Имперский универсалист Константин хорошо почувствовал этот размах новозаветной миссии и поэтому пригласил на Собор в Никее не только епископов из Римской империи, но и из других государств. Так церковная миссия в сознании многих людей того времени начала переплетаться с имперской экспансией Нового Рима. Прямым аналогом понятия «вселенский» в греческом языке будет слово ка??????? («кафоликос») и поэтому всецерковный Собор лучше назвать не «экуменическим», а «кафолическим». Характерно, что именно это понятие со временем «приватизировала» себе Римская Церковь с ее претензиями на универсальность, откуда возникло понятие «католицизм». Однако на русский язык греческая «кафоличность» переводится скорее как соборность, чем вселенскость, и отсюда возникает большая путаница, потому что тогда понятие «Вселенский Собор» будет звучать как «масло масленое». Можно сказать, что если Империя мыслила в категориях «ойкумены», то Церковь предложила ей мыслить в масштабах «кафоличности».

Заседания Никейского Собора начались 20 мая 325 года в императорском дворце и закончился в конце июля.
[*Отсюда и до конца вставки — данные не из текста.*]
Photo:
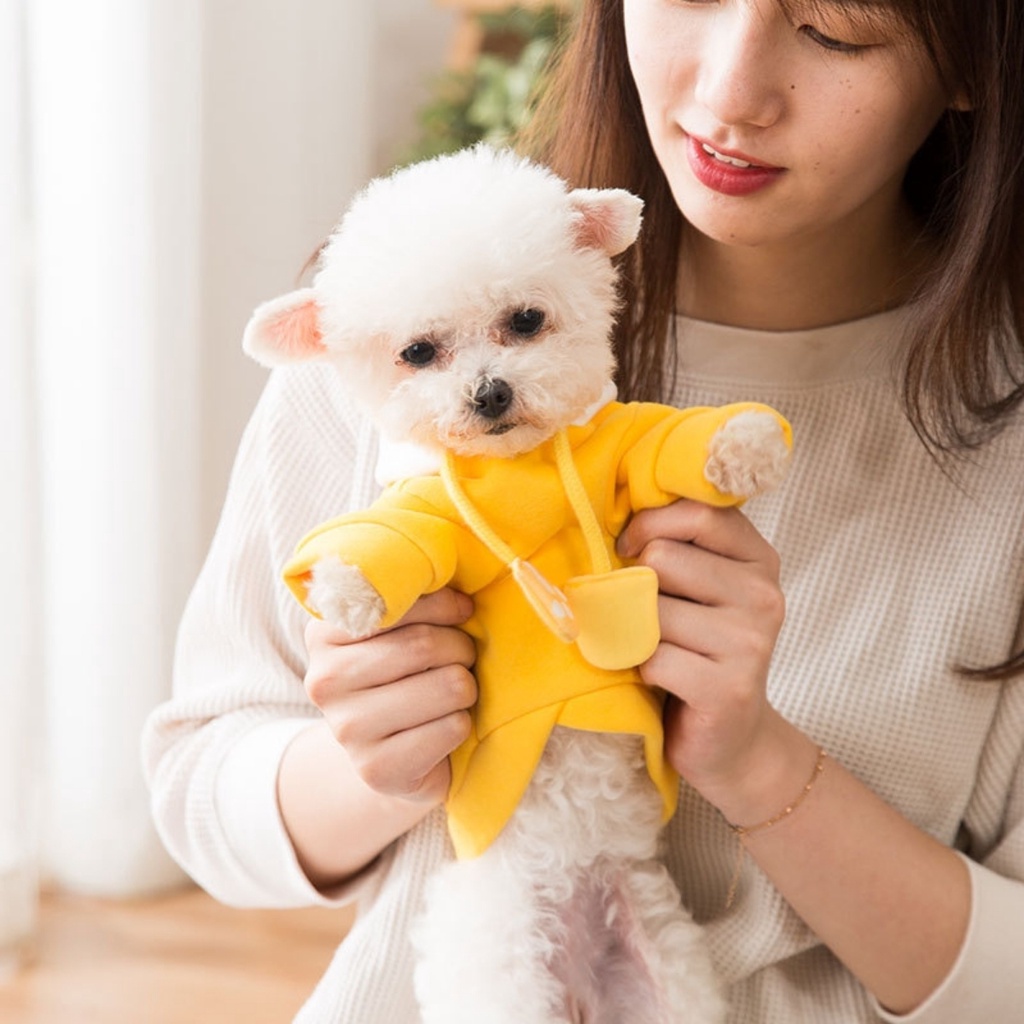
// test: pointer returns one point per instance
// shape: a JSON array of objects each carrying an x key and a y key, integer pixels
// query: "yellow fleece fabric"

Император назначил председателем Собора нового епископа Антиохии Евстафия (ум. 346), от которого многие, как от антиохийца, могли ожидать защиты Ария, а он вдруг оказался ревностным православным.

На Собор съехалось немыслимое на тот момент число епископов. Евсевий Кесарийский называет число 250 (Жизнеописание, 3,8), сам Константин — 300, Евстафий Антиохийский — 270, но наибольшее распространение получило число 318, впервые зафиксированное в 360 году у Илария Пиктавийского. Это число повторяют Василий Великий и Афанасий Александрийский, а также Сократ Схоластик (Церковная история, 1,8). К этому нужно добавить, что на Собор каждый епископ имел право взять с собой двух пресвитеров и трех служителей. Торжественное открытие Собора произошло 14 июня. Евсевий Кесарийский так описывает его: «Заседая с должным благочинием, Собор сначала соблюдал безмолвие и ожидал прибытия василевса. Вот, наконец, вошел кто-то один, потом другой и третий из приближенных василевса, входили затем и другие, но не из обыкновенных гоплитов и дорифоров, а из верных его друзей. Когда же подан был знак, которым обыкновенно возвещалось прибытие василевса, и все встали, вошел и сам он и выступил на середину собрания. То был будто небесный ангел Божий, которого торжественные одежды блистали молниями света, которого порфира сияла огненными лучами и украшалась переливающимся блеском золота и драгоценных камней. Таково было украшение его тела. А душа его, очевидно, украшена была благоговением и страхом Божьим, это выражалось в поникшем его взоре, румянце на его лице и движениями его походки. Другие признаки были не менее отличительны, он превосходил окружавших себя и высотой роста, и красотой вида, и величественной стройностью тела, и крепость непобедимой силы, и все это в соединении с ласковостью его нрава и кротостью истинно царской его снисходительности лучше всякого слова выказывало превосходство его разума. Дойдя до начала рядов, он сперва остановился на середине, когда же поставили перед ним небольшое, сделанное из золота кресло, — сел, но не прежде, как подали ему знак епископы. После василевса все сделали то же» (Жизнеописание, 3,10).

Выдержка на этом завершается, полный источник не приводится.